Very similar to a regular sugar cookies, cream cheese sugar cookies usually substitute most or all of the butter with cream cheese. The version I’m sharing with you today will combine both butter and cream cheese to get the flavour and creaminess of both.
I’m cutting it close to Easter with these, but of course, the recipe can be made at any time.
Here’s a sneak peek of the cookie decorating videos coming soon – right before Easter, but these designs can be used for spring too! (UPDATE – Here are the video tutorials).
Cookie Design Ideas and Cookie Cutter Sources
Thanks to How Sweet is That? for having the custom bunny cookie cutters made for me, more details on decorating tips, tools and a how-to video coming soon. Thanks also to the following sources for the cookie cutters and design inspiration!
- Bunny Cutter 1 from How Sweet is That?
- Bunny Cutter 2 from How Sweet is That?
- Floral Basket or Bag Cutter from The Cookiery, decorations based on The Miller’s Wife Custom Cookies design
- Daisy Cutter and design by SweetLeighPrinted
- Carrot Cookie Cutter
- Large Egg Cutter
Cream Cheese Cut Out Sugar Cookie Recipe
- 1 1/2 cups salted butter, room temperature
- 1/2 cup cream cheese, room temperature
- 2 cups granulated sugar
- 2 large eggs
- 2 tsp vanilla extract
- 5 1/2 cups all-purpose flour
- Preheat oven to 350 degrees Fahrenheit.
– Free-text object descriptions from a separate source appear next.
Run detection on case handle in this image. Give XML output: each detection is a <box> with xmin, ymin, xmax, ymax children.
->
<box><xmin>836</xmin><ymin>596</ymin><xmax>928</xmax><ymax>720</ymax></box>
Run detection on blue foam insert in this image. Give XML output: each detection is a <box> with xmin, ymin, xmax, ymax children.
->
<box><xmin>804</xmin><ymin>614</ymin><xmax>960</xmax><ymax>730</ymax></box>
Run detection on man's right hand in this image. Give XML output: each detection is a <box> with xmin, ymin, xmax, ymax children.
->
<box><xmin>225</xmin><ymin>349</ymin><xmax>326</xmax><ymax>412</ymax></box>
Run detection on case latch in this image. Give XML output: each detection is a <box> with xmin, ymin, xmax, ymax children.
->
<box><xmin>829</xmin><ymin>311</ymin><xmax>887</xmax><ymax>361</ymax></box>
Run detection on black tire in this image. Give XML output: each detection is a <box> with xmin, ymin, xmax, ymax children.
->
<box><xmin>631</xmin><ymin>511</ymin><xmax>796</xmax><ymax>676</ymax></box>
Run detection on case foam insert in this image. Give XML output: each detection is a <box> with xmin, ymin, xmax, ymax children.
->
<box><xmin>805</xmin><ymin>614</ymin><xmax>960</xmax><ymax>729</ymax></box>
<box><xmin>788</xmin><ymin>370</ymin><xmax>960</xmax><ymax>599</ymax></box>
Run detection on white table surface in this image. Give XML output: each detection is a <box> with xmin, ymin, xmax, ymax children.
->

- Cream the butter, cream cheese and sugar together in the bowl of an electric mixer on low speed. (Use the paddle attachment). Mix until thoroughly incorporated – for about one minute. Scrape down the sides of the bowl with a plastic spatula and mix again for a few seconds more. Over mixing the butter and sugar in this step will cause too much air to be incorporated into the dough. If you'd like a light and fluffy cookie, that's ideal, however the dough will spread more during baking; not ideal if you'd like the cookie to hold its shape.
- Add eggs slowly and mix. Scrape down the bowl with your spatula at least once and mix again.
- Add the vanilla extract and mix.
- Add the flour in 2 or 3 stages to the bowl and mix on low speed for about 30 seconds to 1 minute, and observe the dough mixing. When it starts to come together and the dough clumps around the paddle attachment and peels away from the sides of the mixer, it should be the right texture. A quick note – To see if your dough is ready, you can test the dough by pinching it between your thumb and index finger. If it’s soft but not sticky, it’s just right. If it’s too sticky when you pinch it between your fingers, add flour, ¼ cup at a time, and mix until you’re happy with the texture.
- Roll the dough out between 2 large pieces of parchment paper. Place on a baking sheet and into the fridge or freezer for a minimum of 1 hour.
- Cut out cookie shapes. Place on parchment paper-lined baking sheets. Re-roll scraps and repeat. If the dough gets too soft to work with, place in the fridge or freezer periodically to firm up again.
- Once all cut out, put cookie dough shapes back into the fridge or freezer for 10 minutes to 1 hour to chill again. They will then hold their shape better when baked.
- Bake cookies for 8-12 minutes or until the edges become golden brown. The baking time will depend on the size and thickness of your cookie.
- Let cookies cool to room temperature and decorate if you like! If you’re new to decorating cookies, I have basic cookie decorating tutorials with everything you’ll need to know to begin on my blog. Have fun!